The Buddhist literature and the Buddhist philosophy were written down first after the death of Buddha Gautama and later corrected in councils and partly as not authentic disputed.

The first Buddhist council is according to  the Theravada dated to the year after Buddha 's Parinibbana (543-542 BC), according to some Mahayana - schools before that date, western researchers named different dates later.

The Pali canon is a collection of teachings of the Buddha Gautama, written in the Pali language.

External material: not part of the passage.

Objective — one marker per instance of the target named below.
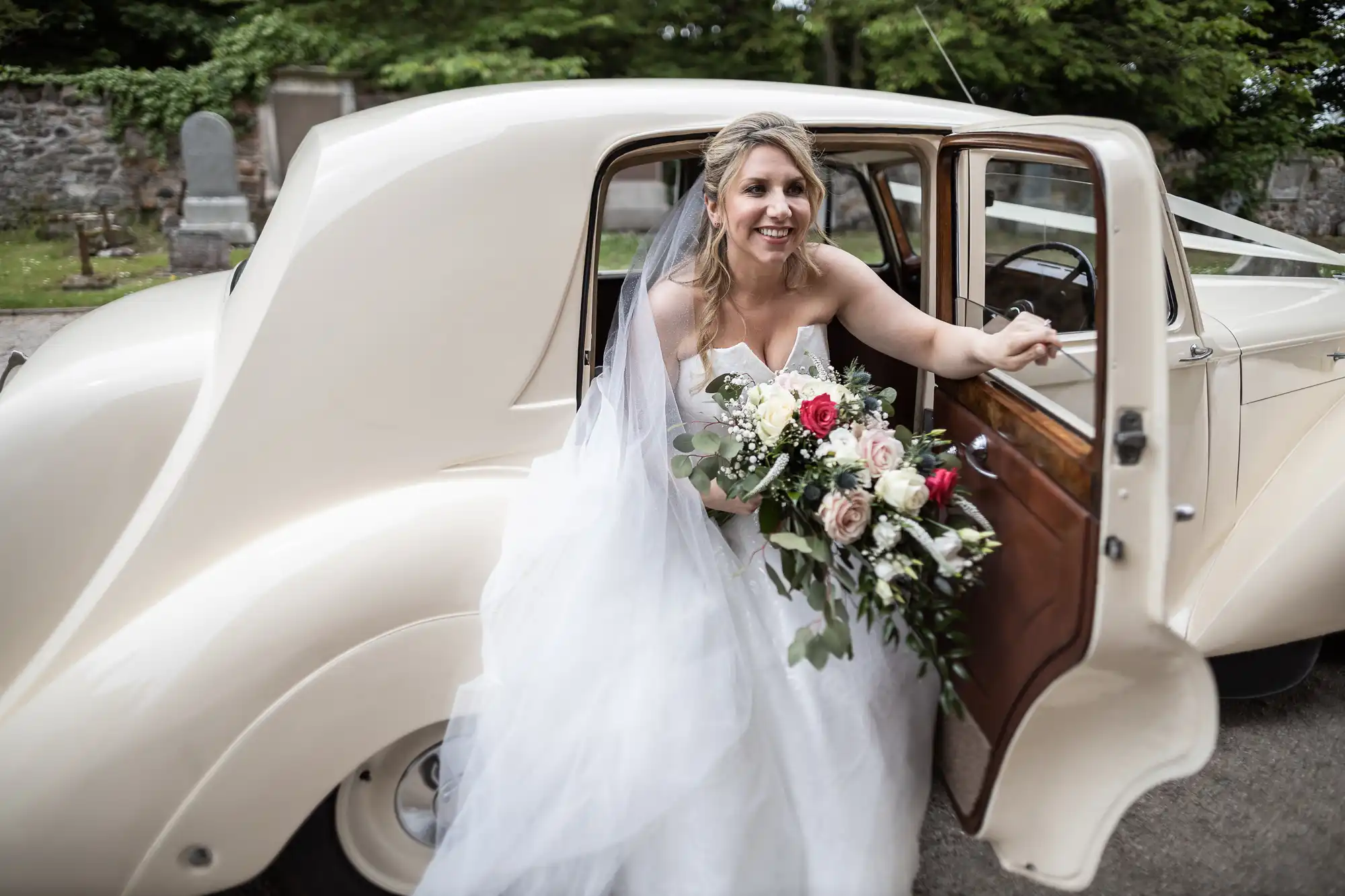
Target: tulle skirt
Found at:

The literal translation of Tipiṭaka (Pali) and Tripitaka (Sanskrit) is 'three baskets'. It points to the structure of the texts in three large parts or baskets

The most tapped Pali canon of the Vibhajyvāda sect of the Theravadins is also the only Buddhist canon which is fully preserved in an Indian language.

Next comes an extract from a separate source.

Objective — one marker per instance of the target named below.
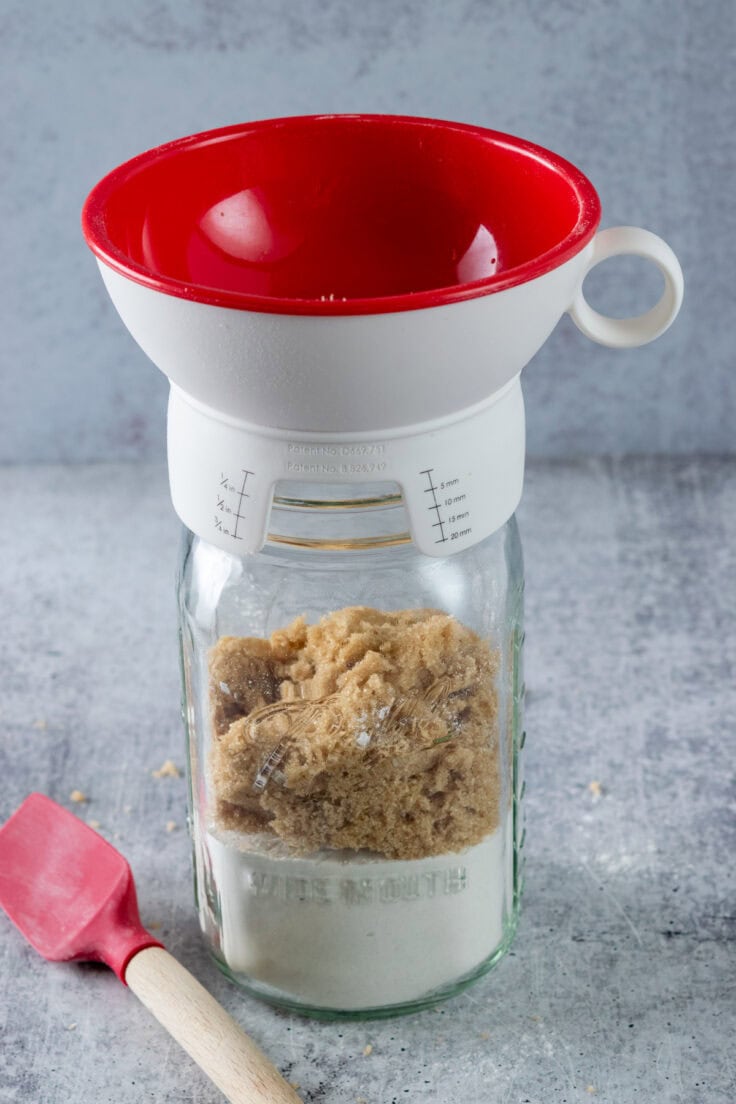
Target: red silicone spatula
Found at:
(72, 895)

An error however, which goes back to the indologists of that time, is that this veersion of the  Pali canon is called the original or only correct one.

The editions of the Pali Text Society and the german translations of Karl Eugen Neumann (* 1865, † 1915) and Anton Gueth, which were philologically controversial today, originated between 1896 and 1917.

Kangyur and Tengyur

Other translated collections are differently arranged like the tibetan Kangyur, the Sanskrit Canon, the Korean Canon [1], and the Chinese Canon (W.-G. San Tsang, three treasure houses; Dazangjing: large scripture collection).

The Chinese Canon is subdivided like the Pali canon in Sūtra (jing), Abidharma (lun) and Vinaya (lü), but it is also divided into Hinayāna and Mahāyāna.  The Agama sutras of the Chinese Mahāyāna correspond with regards to content essentially to the Pali canon.